La vie ?« Ah mais non c’est une absurdité ! Pourquoi devrais-je agir comme ceci plutôt que comme cela puisque les directions que je prends ne sont que d’égaux mirages ? Les caractères et les défauts, les actes et les abstentions, tout cela mène toujours au tombeau, alors à quoi bon ? La grande question métaphysique, je la récuse, je n’ai qu’à dire qu’elle n’existe pas, et plus j’ai conscience de pouvoir l’évincer par cette seule pensée, et plus j’ai conscience que je suis seul à lui avoir parfois donné de l’importance, plus elle me semble ridicule. D’un revers de main, avec effet de manche, je gesticule, et projette le monde dans le vestibule d’une grande soirée à laquelle aucun de nous n’est invité.
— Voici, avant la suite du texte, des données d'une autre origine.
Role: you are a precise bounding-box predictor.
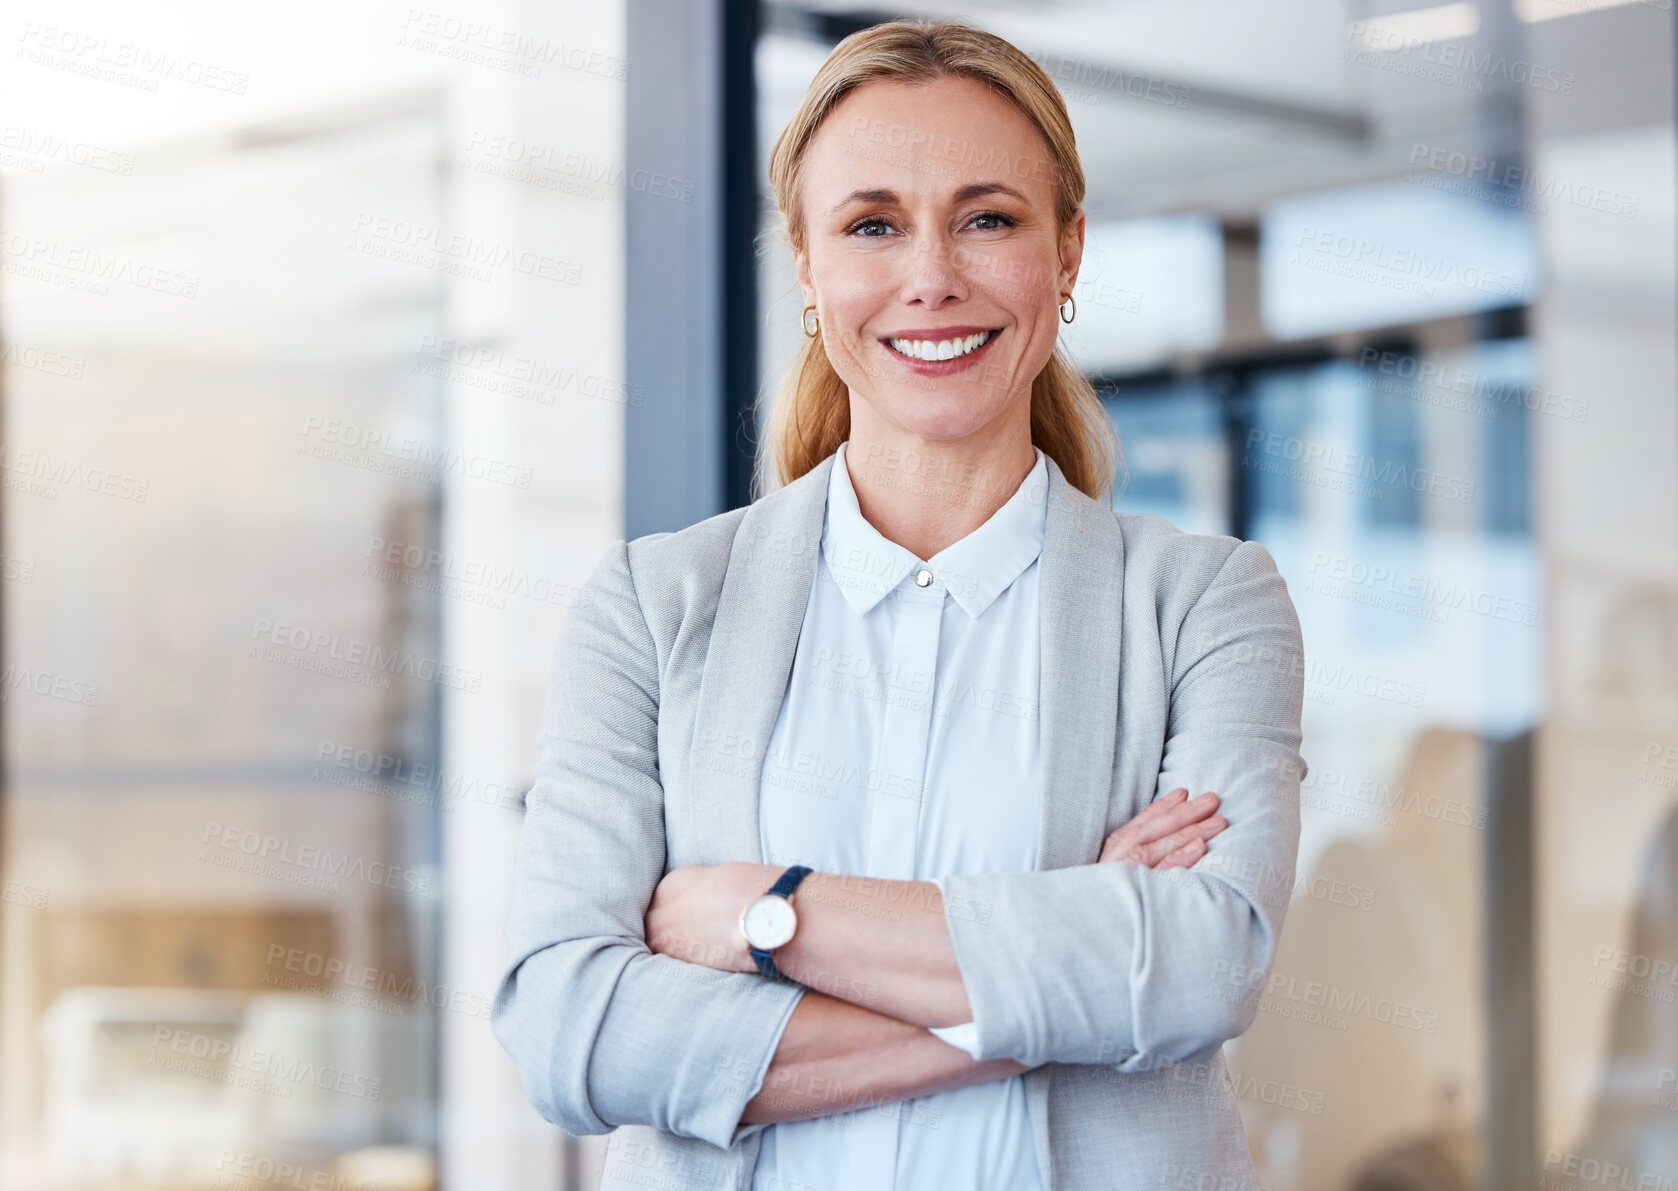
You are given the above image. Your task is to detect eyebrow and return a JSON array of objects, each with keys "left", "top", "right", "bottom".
[{"left": 828, "top": 181, "right": 1031, "bottom": 215}]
Elle sera morte, la vie, avant que l’on ait pu la commencer… »
Prendre les choses au premier degré, à cœur pourquoi pas, lui paraissait être une étourderie d’enfant, que lui-même enfant n’avait pas eu l’impression de commettre.
« La maturité de l’homme, c’est d’avoir retrouvé le sérieux qu’on avait au jeu quand on était enfant. »
Friedrich Nietzsche
Valériane Des Voiles
image d’illustration tirée du film « La Grande Bouffe »…Un grand classique, où l’homme alibi exerce sa logique.
L’homme alibi « toutnicotatournicoti » dans les tourbillons de la vie
Cette année ?! Attention aux méninges Bibi !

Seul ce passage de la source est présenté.